La advertencia de la OMS ocurre después de que la administración de Donald Trump redujera de 18 a 11 las enfermedades contempladas en el calendario federal de vacunación infantil.
¿Qué cambió Donald Trump del calendario de vacunación infantil?
Entre las vacunas que dejaron de tener una recomendación generalizada se encuentran las correspondientes a:
- Influenza
- COVID-19
- Hepatitis A y B
- Rotavirus
- Meningitis
Las vacunas
- Sarampión
- Paperas
- Rubéola
- Poliomielitis
- Tétanos
- Tos ferina (pertussis)
- Difteria
- Haemophilus influenzae tipo B (Hib)
- Enfermedad neumocócica
- Virus del papiloma humano (VPH/HPV)
- Varicela

Ahora, su aplicación dependerá en determinados casos del nivel de riesgo o de una decisión compartida entre médicos y padres.
La medida fue promovida por Trump junto con Robert F. Kennedy Jr., secretario de Salud de Estados Unidos y conocido crítico de algunas políticas de vacunación.
La OMS advirtió que espaciar o reducir innecesariamente las dosis puede aumentar los riesgos para los menores, especialmente ante enfermedades prevenibles.

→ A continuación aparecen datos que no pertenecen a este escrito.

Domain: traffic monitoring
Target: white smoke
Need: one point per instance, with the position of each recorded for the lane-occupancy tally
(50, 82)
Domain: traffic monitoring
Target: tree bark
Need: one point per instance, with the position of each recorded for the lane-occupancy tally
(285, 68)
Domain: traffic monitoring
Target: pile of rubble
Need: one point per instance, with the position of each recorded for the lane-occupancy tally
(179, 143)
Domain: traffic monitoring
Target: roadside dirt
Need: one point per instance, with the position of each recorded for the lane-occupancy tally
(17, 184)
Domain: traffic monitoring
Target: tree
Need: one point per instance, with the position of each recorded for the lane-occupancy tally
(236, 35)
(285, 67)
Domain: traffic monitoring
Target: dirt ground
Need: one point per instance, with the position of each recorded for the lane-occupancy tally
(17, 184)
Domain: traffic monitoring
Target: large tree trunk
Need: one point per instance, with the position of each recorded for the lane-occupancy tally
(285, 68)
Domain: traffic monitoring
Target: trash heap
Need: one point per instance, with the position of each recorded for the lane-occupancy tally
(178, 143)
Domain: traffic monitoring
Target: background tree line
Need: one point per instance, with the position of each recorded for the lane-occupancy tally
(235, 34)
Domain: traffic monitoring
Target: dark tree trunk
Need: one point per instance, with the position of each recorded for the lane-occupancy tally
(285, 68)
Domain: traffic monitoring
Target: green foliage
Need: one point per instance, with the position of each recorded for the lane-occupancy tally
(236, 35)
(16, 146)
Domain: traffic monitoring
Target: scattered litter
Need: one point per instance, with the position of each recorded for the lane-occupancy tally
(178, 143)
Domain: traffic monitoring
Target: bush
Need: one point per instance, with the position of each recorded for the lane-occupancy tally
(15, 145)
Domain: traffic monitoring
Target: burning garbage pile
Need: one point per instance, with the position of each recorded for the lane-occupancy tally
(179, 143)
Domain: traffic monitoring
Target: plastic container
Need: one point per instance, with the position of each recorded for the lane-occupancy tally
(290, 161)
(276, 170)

La preocupación se suma al contexto de un importante repunte de casos de sarampión en Estados Unidos.
Además, la administración de Trump ha relacionado nuevamente las vacunas con el autismo, una asociación que ha sido descartada por numerosas investigaciones científicas; para la OMS, las políticas de inmunización deben mantenerse alineadas con la evidencia disponible y priorizar la protección de la población infantil.